Recientemente ha tenido lugar en el Reino Unido un amago de escándalo con motivo de la sesión fotográfica a la que asistió su soberana para un documental de la BBC. En la presentación a los periodistas de un avance de dicho documental, estos tuvieron ocasión de contemplar el mayúsculo enfado de la reina cuando Annie Leibovitz, la fotógrafa, le pidió que se desprendiera de la corona para posar ante la camara. La reina queda retratada (nunca mejor dicho) como una persona engreída y malhumorada. Esto, al parecer, era ya de dominio público. La polémica ha girado en torno a algo bien distinto: el montaje de la BBC. En el avance se incluye, a continuación de la secuencia del monumental mosqueo real, otra secuencia en la que aparece la reina caminando a buen paso - se diría que desfilando - por las dependencias palaciegas. Todo apunta a que, tras el disgusto provocado por la fotógrafa insolente, la reina abandonó la sesión sin más ni más. Sin embargo, al parecer, la cronología de los acontecimientos fue la contraria. En otras palabras, la secuencia del “desfile” muestra a la reina acudiendo a la sesión fotográfica y no marchándose de ella. La BBC, finalmente, se ha disculpado públicamente, reconociendo su error.

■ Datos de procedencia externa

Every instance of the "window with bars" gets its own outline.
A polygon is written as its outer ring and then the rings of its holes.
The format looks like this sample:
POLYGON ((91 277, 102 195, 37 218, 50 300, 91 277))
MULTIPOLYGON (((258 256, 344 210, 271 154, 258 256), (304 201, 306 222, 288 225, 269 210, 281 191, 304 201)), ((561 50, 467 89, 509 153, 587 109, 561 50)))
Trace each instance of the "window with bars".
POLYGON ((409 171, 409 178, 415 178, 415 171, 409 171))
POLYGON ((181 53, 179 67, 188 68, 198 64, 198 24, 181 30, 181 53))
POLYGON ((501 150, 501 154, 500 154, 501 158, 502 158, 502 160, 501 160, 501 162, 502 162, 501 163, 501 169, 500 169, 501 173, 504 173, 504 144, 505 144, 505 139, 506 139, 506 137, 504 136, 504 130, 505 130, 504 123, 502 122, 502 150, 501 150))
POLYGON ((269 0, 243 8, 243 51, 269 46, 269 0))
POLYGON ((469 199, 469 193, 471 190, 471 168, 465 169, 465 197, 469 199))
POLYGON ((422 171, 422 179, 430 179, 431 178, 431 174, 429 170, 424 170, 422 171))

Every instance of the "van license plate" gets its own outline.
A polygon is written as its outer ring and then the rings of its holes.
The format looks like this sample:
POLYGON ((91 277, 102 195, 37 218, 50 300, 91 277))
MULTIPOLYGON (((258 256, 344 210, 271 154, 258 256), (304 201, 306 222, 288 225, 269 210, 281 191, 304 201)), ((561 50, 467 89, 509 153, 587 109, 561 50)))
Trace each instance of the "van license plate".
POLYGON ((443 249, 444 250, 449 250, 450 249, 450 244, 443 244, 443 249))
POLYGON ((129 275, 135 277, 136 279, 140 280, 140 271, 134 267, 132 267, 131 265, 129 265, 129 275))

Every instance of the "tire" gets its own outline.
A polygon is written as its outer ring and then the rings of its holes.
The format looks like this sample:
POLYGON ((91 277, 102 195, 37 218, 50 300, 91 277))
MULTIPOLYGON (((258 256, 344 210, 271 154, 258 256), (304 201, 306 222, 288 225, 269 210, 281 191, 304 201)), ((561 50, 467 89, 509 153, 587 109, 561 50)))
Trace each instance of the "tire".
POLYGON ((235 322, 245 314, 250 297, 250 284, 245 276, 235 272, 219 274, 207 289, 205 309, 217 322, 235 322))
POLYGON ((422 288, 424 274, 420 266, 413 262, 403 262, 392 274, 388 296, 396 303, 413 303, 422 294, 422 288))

Dejando de lado polémicas más o menos infladas y escándalos más o menos interesados, quiero centrar mi atención en la reacción de la reina. Observando la foto que ilustra el real enojo, salta a la vista, sin necesidad de ser un experto fisonomista, que la reina estaba hecha un basilisco. Confirmo la impresión, acudiendo al diccionario Maria Moliner: “basilisco: animal mitológico al que se atribuía el poder de matar con la mirada”. Efectivamente, si bien todo su rostro está desencajado, son sus desorbitados ojos lo que más impresiona. Desprenden asombro, irritación y agresividad. Si hay miradas que matan, ésta, sin dudas, es una de ellas. Buscando el lado humorístico del asunto, se diría que, de puros saltones, no andaríamos muy descaminados si los calificáramos como ojos batracios. Se diría que, tras el ósculo de rigor, la rana no metamorfoseó, como correspondería, en un joven príncipe, sino en una vetusta reina, quedando los ojos como residuo de su pasada naturaleza batracia.

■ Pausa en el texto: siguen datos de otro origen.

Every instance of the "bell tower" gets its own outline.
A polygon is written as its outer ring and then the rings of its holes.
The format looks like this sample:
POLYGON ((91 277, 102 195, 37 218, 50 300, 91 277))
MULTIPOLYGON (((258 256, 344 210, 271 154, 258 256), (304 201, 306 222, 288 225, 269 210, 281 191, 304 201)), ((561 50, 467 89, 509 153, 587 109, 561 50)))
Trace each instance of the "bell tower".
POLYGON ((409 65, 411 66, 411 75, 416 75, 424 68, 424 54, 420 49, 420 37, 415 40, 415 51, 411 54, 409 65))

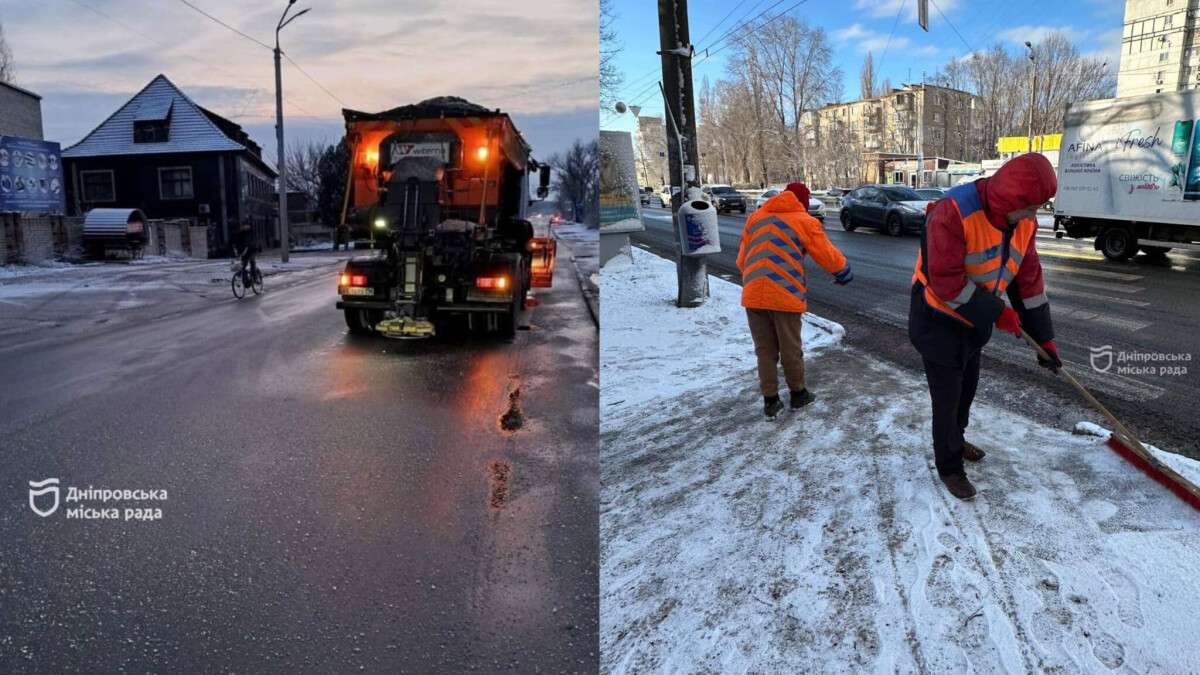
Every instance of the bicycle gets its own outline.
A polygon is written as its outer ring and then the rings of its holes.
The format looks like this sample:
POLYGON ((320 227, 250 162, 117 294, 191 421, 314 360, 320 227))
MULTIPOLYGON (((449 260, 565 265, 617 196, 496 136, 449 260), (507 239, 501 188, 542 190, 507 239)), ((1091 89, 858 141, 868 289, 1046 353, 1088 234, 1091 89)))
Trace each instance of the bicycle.
MULTIPOLYGON (((234 260, 233 264, 230 265, 230 268, 233 270, 233 278, 229 280, 229 285, 233 288, 233 297, 240 300, 241 298, 246 297, 247 275, 245 273, 245 268, 240 260, 234 260)), ((250 279, 250 290, 254 291, 255 295, 261 295, 263 292, 262 270, 258 269, 257 265, 255 265, 253 269, 254 271, 251 273, 252 278, 250 279)))

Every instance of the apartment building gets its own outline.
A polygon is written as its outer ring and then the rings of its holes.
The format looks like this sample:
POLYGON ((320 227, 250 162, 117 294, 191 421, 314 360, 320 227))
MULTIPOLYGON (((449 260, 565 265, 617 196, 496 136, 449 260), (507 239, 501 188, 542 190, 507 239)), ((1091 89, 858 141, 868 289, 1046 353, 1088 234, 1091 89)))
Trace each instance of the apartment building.
MULTIPOLYGON (((849 158, 858 165, 858 180, 890 182, 894 175, 885 165, 895 160, 913 160, 914 169, 918 155, 978 161, 972 142, 975 106, 976 97, 965 91, 910 84, 875 98, 807 111, 802 122, 809 155, 824 158, 811 172, 818 179, 830 174, 831 183, 854 179, 847 175, 853 174, 851 167, 841 166, 849 158)), ((905 182, 912 180, 906 177, 905 182)))
POLYGON ((1198 0, 1126 0, 1117 96, 1200 86, 1198 0))
POLYGON ((637 123, 633 159, 637 167, 638 185, 657 189, 671 179, 667 162, 667 130, 662 117, 639 116, 637 123))

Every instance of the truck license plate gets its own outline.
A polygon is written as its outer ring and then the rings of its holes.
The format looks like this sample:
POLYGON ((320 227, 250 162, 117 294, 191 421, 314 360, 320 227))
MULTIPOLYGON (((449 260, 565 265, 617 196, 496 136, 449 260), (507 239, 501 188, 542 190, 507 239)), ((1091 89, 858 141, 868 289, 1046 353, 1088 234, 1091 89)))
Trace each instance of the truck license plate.
POLYGON ((346 295, 375 295, 375 289, 369 286, 350 286, 346 289, 346 295))

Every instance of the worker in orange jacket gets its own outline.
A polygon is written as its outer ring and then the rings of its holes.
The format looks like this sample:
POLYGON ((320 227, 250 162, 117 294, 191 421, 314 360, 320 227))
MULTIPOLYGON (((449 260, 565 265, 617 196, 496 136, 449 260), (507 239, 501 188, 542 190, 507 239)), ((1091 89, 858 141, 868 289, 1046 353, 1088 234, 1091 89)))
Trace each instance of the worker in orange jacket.
POLYGON ((963 460, 986 454, 964 438, 992 326, 1038 342, 1062 366, 1037 253, 1037 210, 1058 180, 1044 156, 1014 157, 989 178, 950 189, 926 212, 913 269, 908 335, 921 354, 933 405, 938 476, 959 499, 975 496, 963 460))
POLYGON ((808 187, 791 183, 746 219, 738 246, 742 273, 742 306, 758 357, 758 381, 763 412, 774 418, 783 410, 779 400, 778 366, 782 359, 791 408, 815 398, 804 385, 804 350, 800 338, 807 283, 804 258, 812 255, 834 283, 854 279, 846 256, 834 248, 816 218, 808 215, 808 187))

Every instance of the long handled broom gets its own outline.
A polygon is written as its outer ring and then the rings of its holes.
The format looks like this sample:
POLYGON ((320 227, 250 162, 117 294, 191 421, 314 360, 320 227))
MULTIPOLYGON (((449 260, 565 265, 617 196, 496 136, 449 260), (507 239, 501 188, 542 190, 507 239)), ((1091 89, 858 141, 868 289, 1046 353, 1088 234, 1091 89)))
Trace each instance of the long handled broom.
MULTIPOLYGON (((1026 333, 1024 329, 1021 329, 1021 337, 1025 338, 1025 341, 1029 343, 1029 346, 1037 350, 1037 353, 1043 359, 1050 359, 1050 355, 1046 353, 1046 350, 1042 349, 1042 346, 1039 345, 1032 337, 1030 337, 1029 333, 1026 333)), ((1157 457, 1151 454, 1150 451, 1146 449, 1146 446, 1142 445, 1141 441, 1139 441, 1137 437, 1129 431, 1129 429, 1126 429, 1125 425, 1121 424, 1121 421, 1118 420, 1111 412, 1109 412, 1108 408, 1105 408, 1100 401, 1097 401, 1096 397, 1092 396, 1092 392, 1088 391, 1087 388, 1080 384, 1079 380, 1076 380, 1070 373, 1067 372, 1065 368, 1059 368, 1058 375, 1066 380, 1072 387, 1075 387, 1075 391, 1079 392, 1079 395, 1082 396, 1084 400, 1090 403, 1093 408, 1100 411, 1100 414, 1104 415, 1109 423, 1112 424, 1113 432, 1108 437, 1108 447, 1112 448, 1113 451, 1124 457, 1137 468, 1146 472, 1146 475, 1150 476, 1159 483, 1162 483, 1163 486, 1165 486, 1171 492, 1174 492, 1181 499, 1183 499, 1183 501, 1191 504, 1193 508, 1200 509, 1200 487, 1197 487, 1194 483, 1179 475, 1179 472, 1167 466, 1157 457)))

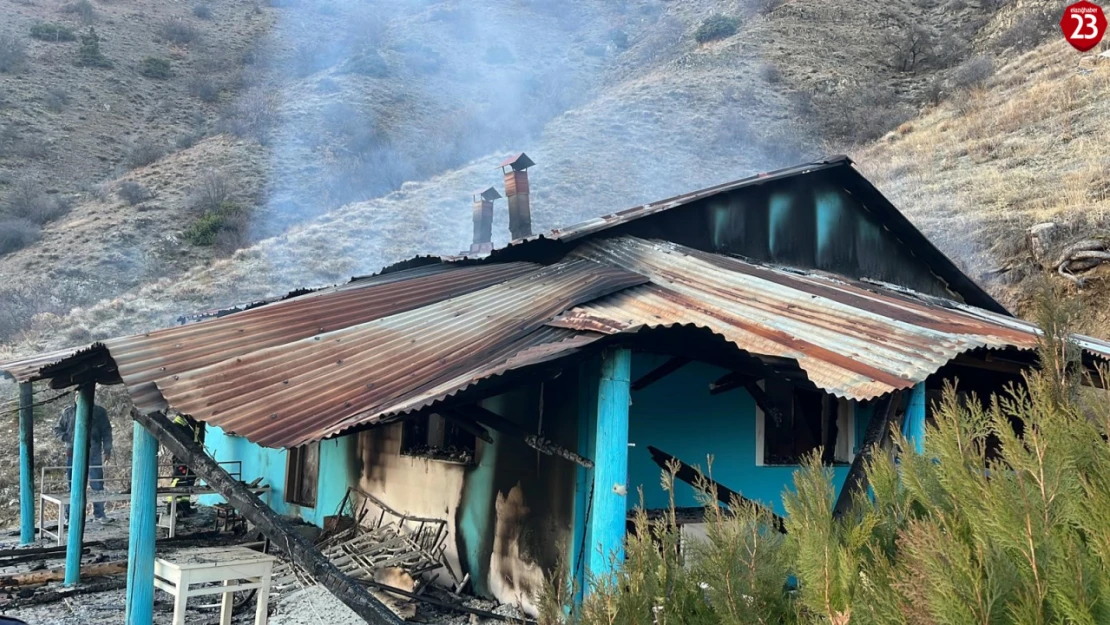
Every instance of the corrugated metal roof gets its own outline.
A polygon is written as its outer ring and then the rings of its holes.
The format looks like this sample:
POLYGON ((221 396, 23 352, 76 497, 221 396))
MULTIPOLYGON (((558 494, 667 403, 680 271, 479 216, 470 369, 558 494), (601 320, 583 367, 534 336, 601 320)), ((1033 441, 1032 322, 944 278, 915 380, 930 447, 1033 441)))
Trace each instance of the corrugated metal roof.
MULTIPOLYGON (((552 325, 708 328, 749 353, 794 359, 818 387, 850 399, 912 386, 972 349, 1037 346, 1035 327, 995 313, 673 243, 620 237, 585 243, 573 256, 644 274, 651 284, 576 307, 552 325)), ((1110 344, 1081 340, 1110 356, 1110 344)))
POLYGON ((155 378, 419 308, 539 268, 531 263, 420 267, 353 280, 200 323, 5 363, 0 370, 19 381, 49 377, 59 367, 73 367, 107 348, 135 405, 146 411, 160 410, 165 404, 151 384, 155 378))
MULTIPOLYGON (((572 260, 408 312, 257 345, 157 376, 156 384, 175 410, 263 445, 295 446, 430 403, 506 367, 577 349, 583 338, 568 340, 544 324, 645 281, 572 260)), ((126 380, 133 372, 124 369, 121 363, 126 380)))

A pesar del descompuesto rostro de la reina, hay que reconocer que se había presentado hecha un pincel para la ocasión. Mencionaré sólo dos detalles al respecto. En primer lugar, la toga de la muy noble Orden de Garter, tan majestuosa y recargada ella, en la que destacan los enormes lazos que se diría que sirven para adornar el gran regalo que es - obvio es decirlo - la propia reina. Pero, dejando de lado que se me ocurren regalos mejores, el problema radica en que no es su reina precisamente un regalo para los contribuyentes británicos. El otro detalle de coquetería real son los pendientes, muy del estilo de “La joven de la perla” de Vermeer, salvando las distancias.
Con todo, aunque desproporcionada, la reacción de la reina me parece que tiene su razón de ser, porque ¿qué es una reina sin corona?, ¿tiene siquiera sentido la mera enunciación “reina sin corona”?, ¿acaso una reina es alguien distinto de aquella persona que lleva puesta la corona?, ¿acaso se le exige a una reina que posea unas características específicas de formación o de carácter?. Así pues, hace muy bien la reina en enfadarse cuando se le pide que se quite la corona. Se dice que en las monarquías constitucionales “el rey reina pero no gobierna”. Estamos ante una gran tautología, el rey es quien reina, y el acto de reinar ¿qué es?: pues lo que hace el rey. Es un caso parecido al chiste ese en el que alguien encuentra un artilugio en medio de la carretera que está compuesto por unos palos, que sirven para sujetar un farol, y el propio farol, que sirve….. para que se vean los palos. Otro símil que se puede aplicar a las monarquías constitucionales sería el de los árbitros de fútbol, de los que se dice que son tanto mejores cuanto más desapercibidos pasan.